Leadnow has attempted to overcome this individual dilemma through pledges to "vote together." This untested approach places tracking polls at the pinnacle of our democratic system, promising to replace the messy process of evaluating the integrity of candidates and the merits of their platforms with the superficially neutral supremacy of statistics.

However, Leadnow's supporters are no more firmly bound to its cause than supporters of other political movements. Each will ultimately make an individual choice by secret ballot, if they vote at all. Moreover, polls can change dramatically and rapidly, even between the time of an endorsement and election day. A wrong call in a single riding would deal a serious blow to the credibility of this approach, while wide margins of victory would suggest that Leadnow merely identified the candidate who would have won regardless.

The larger problem with masses of strategic voters is that they distort the very polls that they rely upon, causing a bandwagon effect in which initial perceptions become self-fulfilling prophecies. For example, the voting intention of a strategic voter responding to a poll in September would be influenced by the outcomes that poll respondents deemed to be possible in August, and in turn would influence the perceived realm of possibilities for voters in October. In short, to the extent that strategic voters exist and are accurately surveyed in polls, policy gives way to perception.

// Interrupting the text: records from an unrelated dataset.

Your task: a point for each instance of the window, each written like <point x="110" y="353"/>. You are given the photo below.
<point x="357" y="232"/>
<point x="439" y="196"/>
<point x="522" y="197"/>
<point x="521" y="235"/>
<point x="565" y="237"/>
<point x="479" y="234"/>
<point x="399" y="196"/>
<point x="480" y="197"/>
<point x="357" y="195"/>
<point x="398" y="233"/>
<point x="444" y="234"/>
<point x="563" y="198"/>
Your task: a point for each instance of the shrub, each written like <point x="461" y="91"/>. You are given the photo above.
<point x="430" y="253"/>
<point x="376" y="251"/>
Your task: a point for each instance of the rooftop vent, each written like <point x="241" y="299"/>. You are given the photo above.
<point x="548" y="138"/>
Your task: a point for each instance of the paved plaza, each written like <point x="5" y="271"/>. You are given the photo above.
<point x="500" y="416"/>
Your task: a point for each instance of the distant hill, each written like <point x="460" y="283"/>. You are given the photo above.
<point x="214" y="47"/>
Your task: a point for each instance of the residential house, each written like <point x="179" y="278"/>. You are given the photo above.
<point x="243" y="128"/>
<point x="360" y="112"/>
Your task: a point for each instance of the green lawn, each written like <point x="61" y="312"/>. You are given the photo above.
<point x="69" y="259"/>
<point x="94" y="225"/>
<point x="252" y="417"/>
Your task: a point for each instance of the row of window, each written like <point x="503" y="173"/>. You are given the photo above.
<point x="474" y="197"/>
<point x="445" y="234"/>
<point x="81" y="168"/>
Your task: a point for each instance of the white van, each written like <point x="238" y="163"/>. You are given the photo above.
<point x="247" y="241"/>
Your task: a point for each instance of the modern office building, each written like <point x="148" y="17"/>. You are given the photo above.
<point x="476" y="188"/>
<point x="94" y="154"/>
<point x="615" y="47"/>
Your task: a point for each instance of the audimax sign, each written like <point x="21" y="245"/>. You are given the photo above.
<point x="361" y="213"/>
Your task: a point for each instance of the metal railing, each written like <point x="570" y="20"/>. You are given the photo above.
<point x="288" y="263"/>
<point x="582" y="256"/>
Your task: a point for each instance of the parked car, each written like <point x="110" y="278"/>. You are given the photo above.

The temptation to vote strategically is the product of a deeply flawed electoral system that encourages vote splitting, perpetuates "safe" ridings and allows a single party to hold all of the power with the support of a minority of the popular vote. Many hope to bypass these structural flaws by rallying behind a simplistic platform: Anyone But Harper. This is an appealing message to most voters, but a mandate to simply not be Stephen Harper will leave the next Parliament with no clear direction or purpose.

Surely the public still has the capacity to rally behind a more complex plan. For those who struggle with the dilemma of vote splitting, the truly strategic vote must be for a candidate with a firm commitment to permanently fix the structural flaws in our electoral system.

According to Fair Vote Canada and the 10 Canadian commissions that have addressed the subject, the best fix is proportional representation, under which a broader range of perspectives would be represented in Parliament in approximate proportion to their national support. The NDP and Green Party have committed to this approach, albeit with some potentially significant differences. The Liberals have committed to some sort of change but are internally divided on the specifics and have only agreed to study proportional representation as one of many possible approaches. The Bloc likewise has no firm position on the issue.

Ultimately if Canadians empower themselves with equal and effective votes they are more likely to get the policies they support and the cooperative approach to governance that they deserve. This is undoubtedly an important election, but so too will be the next election and the one after that. It is not enough to have anyone but Harper if the system remains broken.